Hence, \(f_1\) is shared among all branches and samples, while \(f_2\) depends on the randomized dropout pattern. During training, we fix the latent codes \(z^i\) and perform regression on the training set. Yet, in addition to using the training latent codes, we can also use a new code to generate more examples at test time.

Traditional dropout [21] randomly selects activations of a feature map for all channels and locations. This, however, does not lead to separated branches in a network. Therefore, we propose channel-wise dropout that, different to traditional dropout, selects the same features for all the locations. Different channels usually encode different kinds of visual cues like color, parts or objects as revealed in the research of understanding neural networks [22, 23]. Therefore, our model selects different visual cues for generating multiple outputs with diverse visual properties.

Consider a feature map \(I\in R^{C\times H\times W}\) having C channels with size of \(H\times W\), the feed-forward operation of channel-wise dropout for the c-th channel at location (hw) of the i-th latent code can be described as

$$\begin{aligned} \begin{aligned}&z^i_c \sim U(0,1),\\&d(z^i_c)= {\left\{ \begin{array}{ll} 1,&{} \text {if } z^i_c > r\\ 0, &{} \text {otherwise} \end{array}\right. }\\&O(c,h,w) = \frac{I(c,h,w)\times d(z^i_c)}{1-r}, \end{aligned} \end{aligned}$$
(2)

where \(z^i_c\) is a scalar for the latent code of c-th channel, \(r\in (0,1)\) is the dropout ratio, and \(O\in R^{C\times H\times W}\) is the output of our dropout.

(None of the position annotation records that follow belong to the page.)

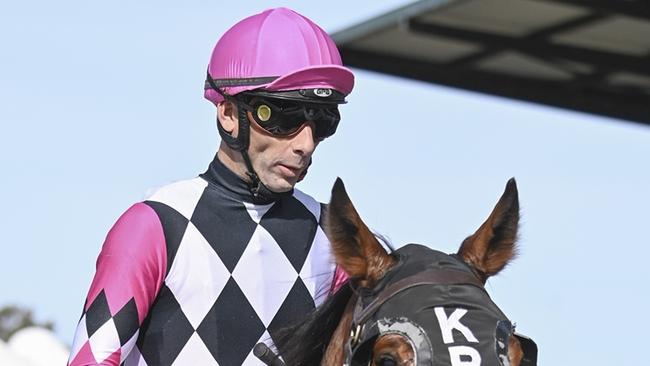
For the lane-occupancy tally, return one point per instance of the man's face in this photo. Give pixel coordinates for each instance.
(279, 161)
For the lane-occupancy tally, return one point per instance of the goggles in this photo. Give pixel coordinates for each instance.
(284, 117)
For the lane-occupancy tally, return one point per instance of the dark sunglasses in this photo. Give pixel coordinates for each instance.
(283, 117)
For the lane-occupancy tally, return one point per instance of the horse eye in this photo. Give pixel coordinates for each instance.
(387, 360)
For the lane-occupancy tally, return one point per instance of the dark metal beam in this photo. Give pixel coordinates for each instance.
(633, 8)
(540, 34)
(601, 59)
(617, 104)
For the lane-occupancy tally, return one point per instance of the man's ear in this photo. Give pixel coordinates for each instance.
(227, 116)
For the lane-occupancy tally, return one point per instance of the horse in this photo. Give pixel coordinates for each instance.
(413, 306)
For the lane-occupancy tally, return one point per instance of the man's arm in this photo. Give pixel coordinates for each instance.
(130, 270)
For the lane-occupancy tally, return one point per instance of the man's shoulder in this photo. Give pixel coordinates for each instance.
(181, 195)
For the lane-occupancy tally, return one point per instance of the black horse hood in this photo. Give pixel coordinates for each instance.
(447, 324)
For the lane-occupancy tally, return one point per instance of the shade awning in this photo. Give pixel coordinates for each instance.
(587, 56)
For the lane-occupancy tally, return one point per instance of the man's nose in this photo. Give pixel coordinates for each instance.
(303, 141)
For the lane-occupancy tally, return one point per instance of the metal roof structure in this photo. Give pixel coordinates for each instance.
(590, 56)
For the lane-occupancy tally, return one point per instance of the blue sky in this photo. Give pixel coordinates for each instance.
(103, 101)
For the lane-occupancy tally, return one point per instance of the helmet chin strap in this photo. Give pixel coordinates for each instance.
(241, 143)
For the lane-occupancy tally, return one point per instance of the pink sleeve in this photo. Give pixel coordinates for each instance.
(340, 277)
(130, 271)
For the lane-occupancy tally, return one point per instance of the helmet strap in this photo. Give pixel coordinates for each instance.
(241, 143)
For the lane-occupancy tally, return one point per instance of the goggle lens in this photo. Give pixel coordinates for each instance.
(285, 117)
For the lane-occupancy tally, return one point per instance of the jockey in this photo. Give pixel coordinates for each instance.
(205, 268)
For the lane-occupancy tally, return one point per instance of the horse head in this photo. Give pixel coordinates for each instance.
(418, 306)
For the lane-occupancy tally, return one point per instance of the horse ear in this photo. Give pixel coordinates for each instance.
(493, 245)
(355, 247)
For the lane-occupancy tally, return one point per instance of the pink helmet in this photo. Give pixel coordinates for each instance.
(276, 50)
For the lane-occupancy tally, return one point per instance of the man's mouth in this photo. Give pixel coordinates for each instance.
(290, 170)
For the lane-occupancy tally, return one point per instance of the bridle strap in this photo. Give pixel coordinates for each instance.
(431, 277)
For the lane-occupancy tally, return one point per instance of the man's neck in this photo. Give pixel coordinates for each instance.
(233, 161)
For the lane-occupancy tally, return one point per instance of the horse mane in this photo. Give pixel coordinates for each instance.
(304, 343)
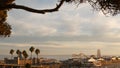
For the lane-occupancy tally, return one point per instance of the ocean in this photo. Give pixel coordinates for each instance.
(58, 57)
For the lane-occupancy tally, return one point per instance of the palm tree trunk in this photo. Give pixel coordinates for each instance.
(37, 58)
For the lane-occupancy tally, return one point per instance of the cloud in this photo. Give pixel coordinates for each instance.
(70, 30)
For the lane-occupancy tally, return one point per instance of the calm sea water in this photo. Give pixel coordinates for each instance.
(58, 57)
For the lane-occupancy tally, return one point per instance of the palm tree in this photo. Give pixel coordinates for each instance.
(18, 52)
(11, 52)
(25, 55)
(31, 49)
(37, 51)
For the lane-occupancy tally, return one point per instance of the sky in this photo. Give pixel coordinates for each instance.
(71, 30)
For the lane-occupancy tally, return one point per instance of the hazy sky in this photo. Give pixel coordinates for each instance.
(71, 30)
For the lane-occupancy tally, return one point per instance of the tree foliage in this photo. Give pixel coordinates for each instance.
(111, 7)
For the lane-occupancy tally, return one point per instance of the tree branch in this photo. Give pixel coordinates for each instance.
(10, 6)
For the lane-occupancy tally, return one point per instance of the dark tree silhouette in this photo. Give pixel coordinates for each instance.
(31, 50)
(25, 55)
(11, 52)
(18, 52)
(111, 7)
(37, 51)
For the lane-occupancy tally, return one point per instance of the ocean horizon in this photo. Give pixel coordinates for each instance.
(58, 57)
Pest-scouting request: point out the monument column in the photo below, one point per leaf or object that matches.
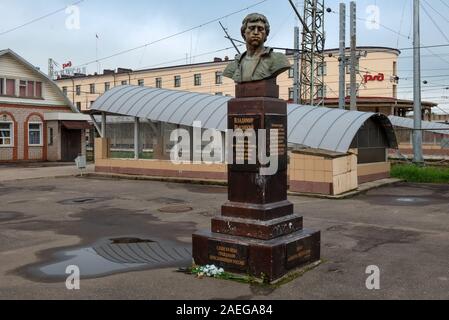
(258, 232)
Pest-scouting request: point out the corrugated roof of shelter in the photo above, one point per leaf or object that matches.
(313, 127)
(434, 127)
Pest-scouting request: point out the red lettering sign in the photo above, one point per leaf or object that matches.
(369, 77)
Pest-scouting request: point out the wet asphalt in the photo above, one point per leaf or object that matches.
(48, 224)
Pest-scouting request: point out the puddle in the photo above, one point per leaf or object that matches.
(114, 256)
(87, 200)
(167, 201)
(175, 209)
(10, 216)
(207, 189)
(389, 200)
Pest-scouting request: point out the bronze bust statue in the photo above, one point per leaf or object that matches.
(258, 62)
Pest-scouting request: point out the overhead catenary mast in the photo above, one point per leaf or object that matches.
(417, 133)
(312, 57)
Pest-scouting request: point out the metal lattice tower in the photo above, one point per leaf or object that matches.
(312, 58)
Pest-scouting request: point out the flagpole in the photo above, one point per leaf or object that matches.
(96, 53)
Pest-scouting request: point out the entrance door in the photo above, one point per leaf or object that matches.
(71, 144)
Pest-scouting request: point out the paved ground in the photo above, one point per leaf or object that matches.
(24, 171)
(403, 229)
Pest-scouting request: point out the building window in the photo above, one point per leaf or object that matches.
(291, 94)
(38, 93)
(10, 87)
(197, 78)
(35, 134)
(22, 88)
(50, 136)
(30, 89)
(177, 81)
(322, 69)
(159, 83)
(322, 91)
(291, 73)
(218, 77)
(6, 134)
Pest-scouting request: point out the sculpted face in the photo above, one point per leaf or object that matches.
(255, 34)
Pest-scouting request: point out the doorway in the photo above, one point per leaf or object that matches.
(71, 144)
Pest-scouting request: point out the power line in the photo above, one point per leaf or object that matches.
(38, 19)
(437, 12)
(434, 22)
(171, 36)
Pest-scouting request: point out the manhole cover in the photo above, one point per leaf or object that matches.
(10, 216)
(167, 200)
(207, 189)
(412, 200)
(130, 241)
(87, 200)
(42, 188)
(175, 209)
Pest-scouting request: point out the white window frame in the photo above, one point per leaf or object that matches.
(41, 136)
(11, 145)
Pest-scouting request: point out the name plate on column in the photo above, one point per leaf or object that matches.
(233, 256)
(279, 123)
(245, 148)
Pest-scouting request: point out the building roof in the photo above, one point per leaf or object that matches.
(41, 74)
(434, 127)
(313, 127)
(400, 103)
(369, 49)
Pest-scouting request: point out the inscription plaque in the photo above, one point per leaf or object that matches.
(228, 255)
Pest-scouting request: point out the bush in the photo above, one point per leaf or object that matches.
(413, 173)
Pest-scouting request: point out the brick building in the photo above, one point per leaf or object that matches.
(37, 122)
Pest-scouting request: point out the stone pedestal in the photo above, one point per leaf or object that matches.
(258, 232)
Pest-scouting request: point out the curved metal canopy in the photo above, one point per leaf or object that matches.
(313, 127)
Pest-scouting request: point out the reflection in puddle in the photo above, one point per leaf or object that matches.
(108, 258)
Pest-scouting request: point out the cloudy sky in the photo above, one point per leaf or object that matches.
(40, 29)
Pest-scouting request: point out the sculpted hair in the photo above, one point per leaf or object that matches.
(255, 17)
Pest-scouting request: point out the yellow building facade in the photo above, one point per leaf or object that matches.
(377, 77)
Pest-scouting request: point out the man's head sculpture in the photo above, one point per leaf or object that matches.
(258, 62)
(255, 17)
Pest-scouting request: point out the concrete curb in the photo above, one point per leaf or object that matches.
(362, 188)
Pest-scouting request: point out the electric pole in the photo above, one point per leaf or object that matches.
(417, 133)
(312, 52)
(342, 58)
(296, 91)
(353, 22)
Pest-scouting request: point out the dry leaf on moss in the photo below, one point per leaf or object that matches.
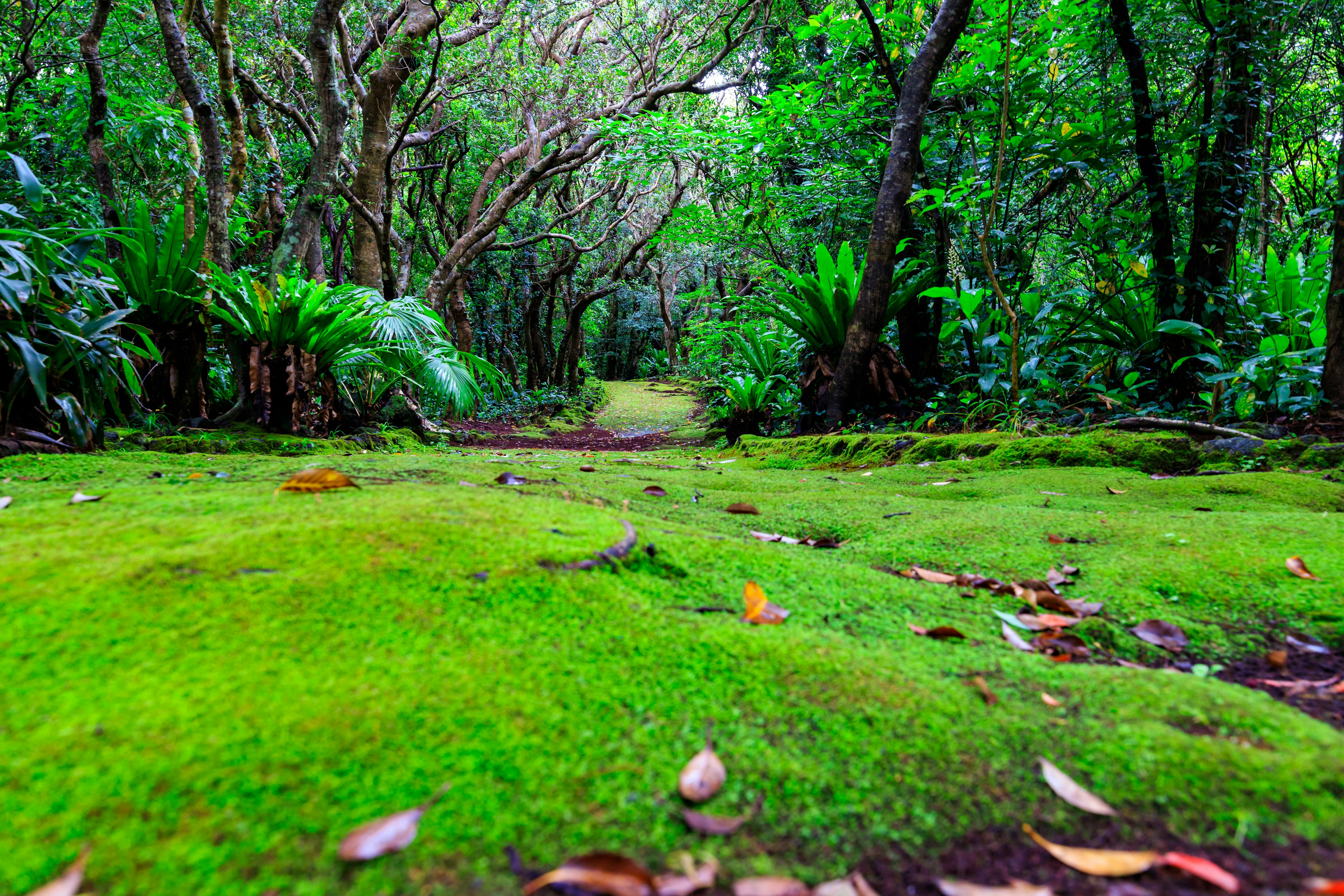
(705, 774)
(387, 835)
(318, 480)
(1014, 888)
(69, 882)
(1104, 863)
(1163, 635)
(1070, 790)
(608, 874)
(761, 612)
(769, 887)
(1299, 567)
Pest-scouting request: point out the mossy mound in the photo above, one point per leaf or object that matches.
(990, 450)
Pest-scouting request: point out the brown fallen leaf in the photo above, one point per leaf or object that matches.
(608, 874)
(718, 825)
(69, 882)
(387, 835)
(1299, 567)
(1202, 868)
(980, 684)
(1104, 863)
(691, 880)
(761, 612)
(769, 887)
(1014, 888)
(318, 480)
(1164, 635)
(1070, 790)
(705, 774)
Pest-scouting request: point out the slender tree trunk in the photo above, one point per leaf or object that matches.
(1155, 179)
(874, 290)
(217, 211)
(229, 100)
(1332, 378)
(303, 224)
(89, 42)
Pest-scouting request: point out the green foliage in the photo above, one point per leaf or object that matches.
(160, 276)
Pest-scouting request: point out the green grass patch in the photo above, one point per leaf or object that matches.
(211, 683)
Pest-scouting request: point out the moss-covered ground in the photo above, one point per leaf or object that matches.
(210, 683)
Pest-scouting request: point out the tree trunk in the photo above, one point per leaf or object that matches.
(302, 226)
(229, 100)
(217, 211)
(1332, 378)
(400, 64)
(89, 42)
(1224, 182)
(872, 307)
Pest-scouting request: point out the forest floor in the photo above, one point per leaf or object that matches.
(210, 683)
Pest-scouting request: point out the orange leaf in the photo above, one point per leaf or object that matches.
(319, 480)
(1104, 863)
(1299, 567)
(1205, 870)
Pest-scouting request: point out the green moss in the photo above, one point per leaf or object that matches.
(211, 683)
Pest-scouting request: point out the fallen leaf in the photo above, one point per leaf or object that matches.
(1014, 888)
(1299, 567)
(1203, 870)
(387, 835)
(1070, 790)
(718, 825)
(937, 578)
(705, 774)
(605, 874)
(769, 887)
(1307, 644)
(318, 480)
(761, 612)
(69, 882)
(1104, 863)
(1015, 640)
(693, 879)
(979, 683)
(1164, 635)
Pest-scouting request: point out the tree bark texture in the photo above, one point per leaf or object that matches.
(303, 224)
(874, 290)
(89, 42)
(217, 210)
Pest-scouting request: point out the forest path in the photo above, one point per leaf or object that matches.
(646, 407)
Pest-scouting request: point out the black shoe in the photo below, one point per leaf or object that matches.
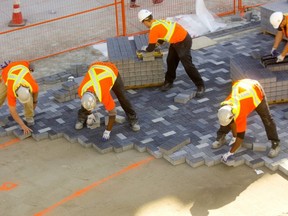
(200, 91)
(166, 86)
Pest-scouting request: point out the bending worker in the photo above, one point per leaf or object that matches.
(18, 83)
(96, 85)
(280, 22)
(179, 50)
(247, 95)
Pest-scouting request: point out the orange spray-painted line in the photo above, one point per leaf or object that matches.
(10, 142)
(7, 186)
(95, 184)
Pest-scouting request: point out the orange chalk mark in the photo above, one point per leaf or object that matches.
(95, 184)
(7, 186)
(10, 142)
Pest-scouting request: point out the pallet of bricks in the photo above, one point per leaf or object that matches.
(274, 82)
(266, 11)
(135, 73)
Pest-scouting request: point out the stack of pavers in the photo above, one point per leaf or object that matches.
(272, 76)
(266, 11)
(134, 72)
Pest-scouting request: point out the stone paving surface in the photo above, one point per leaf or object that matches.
(180, 131)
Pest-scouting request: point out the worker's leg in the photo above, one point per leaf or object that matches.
(3, 92)
(29, 109)
(221, 134)
(184, 52)
(82, 117)
(269, 124)
(119, 91)
(172, 64)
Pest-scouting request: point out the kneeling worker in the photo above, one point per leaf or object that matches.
(96, 85)
(247, 95)
(18, 83)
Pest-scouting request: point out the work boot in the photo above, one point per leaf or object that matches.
(133, 5)
(79, 125)
(200, 91)
(30, 121)
(275, 149)
(166, 86)
(219, 143)
(135, 126)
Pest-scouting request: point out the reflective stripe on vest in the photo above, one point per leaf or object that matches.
(169, 26)
(96, 78)
(18, 78)
(237, 96)
(285, 28)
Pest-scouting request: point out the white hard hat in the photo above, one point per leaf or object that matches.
(143, 14)
(23, 94)
(88, 101)
(275, 19)
(225, 115)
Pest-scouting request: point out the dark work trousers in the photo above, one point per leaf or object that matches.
(264, 112)
(119, 91)
(182, 52)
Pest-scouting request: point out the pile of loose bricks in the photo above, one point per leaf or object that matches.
(173, 125)
(273, 78)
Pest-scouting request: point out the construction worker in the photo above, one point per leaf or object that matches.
(247, 95)
(280, 22)
(96, 85)
(18, 83)
(179, 50)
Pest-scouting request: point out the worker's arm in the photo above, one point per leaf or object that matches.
(239, 138)
(112, 116)
(151, 47)
(278, 39)
(17, 118)
(285, 50)
(35, 99)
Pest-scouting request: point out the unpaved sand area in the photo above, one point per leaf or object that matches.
(58, 178)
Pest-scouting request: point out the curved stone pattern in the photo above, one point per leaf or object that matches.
(177, 132)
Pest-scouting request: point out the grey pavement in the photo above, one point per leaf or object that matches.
(181, 131)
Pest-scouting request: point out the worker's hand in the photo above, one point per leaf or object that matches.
(34, 105)
(106, 136)
(91, 119)
(26, 129)
(143, 48)
(280, 58)
(274, 52)
(232, 141)
(226, 157)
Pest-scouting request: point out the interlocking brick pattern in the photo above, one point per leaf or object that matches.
(134, 72)
(167, 126)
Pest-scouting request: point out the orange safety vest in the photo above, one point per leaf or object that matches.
(168, 31)
(283, 27)
(16, 74)
(99, 79)
(246, 95)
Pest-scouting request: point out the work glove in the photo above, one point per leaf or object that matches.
(91, 119)
(143, 48)
(232, 141)
(106, 136)
(226, 157)
(274, 52)
(280, 58)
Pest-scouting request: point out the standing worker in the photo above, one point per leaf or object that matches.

Interestingly, we are able to perform interpolation between two generation images in the test as shown in Fig. 4, and the interpolated output can be described as

$$\begin{aligned} Y_{ij} (a) =f_2(f_1(X), d(a\cdot z^i+(1-a)\cdot z^j)). \end{aligned}$$
(3)

3.2 Neighbors Enhanced Loss Function

In order to improve diversity, we propose a new Neighbors enhanced loss function that samples neighbors with respect to a condition input as shown in Fig. 1. We leverage the sampled neighbors to encourage diversity during training. We update multiple branches for a network by assigning sampled neighbors to different branches. We first describe a simpler loss function based on the best neighbor (similar to MCL [14]) and then our Neighbors enhanced loss function for increased diversity.

Best neighbor loss. With our stochastic model formulated in Eq. 1, the scheme generates n hypotheses \(\{f_2(f_1(X),d(z^i))|i=1,2,...,n\}\) from the same input X. A simple version would only update the best branch which has the smallest loss. Formally, such a loss function for a batch \(\{(X_m,Y_m)|m=1,2,...,M\}\) with size M is defined as

$$\begin{aligned} \begin{aligned} L&= \sum _{m=1}^{M}\min _{i} l(f_i(X_m),Y_{m}), \end{aligned} \end{aligned}$$
(4)

where \(l(\cdot )\) is a L1-based perceptual loss in this paper, defined in Eq. 6, and \(f_i(X_m)=f_2(f_1(X_m),d(z^i))\) for short.

Neighbors enhanced loss. Given a training pair \((X^0,Y^0)\), we first sample several data pairs \(\{(X^i,Y^i)|i=1,...,N\}\) satisfying the inputs \(\{X^i\}\) are close enough to \(X^0\), i.e., \(\{dis(X^i,X^0)<\theta |i=1,...,N\}\). We directly approximate the conditional distribution \(P(Y|X^0)\) at \(X^0\) by \(\{(X^0,Y^i)|i=0,1,..,N\}\).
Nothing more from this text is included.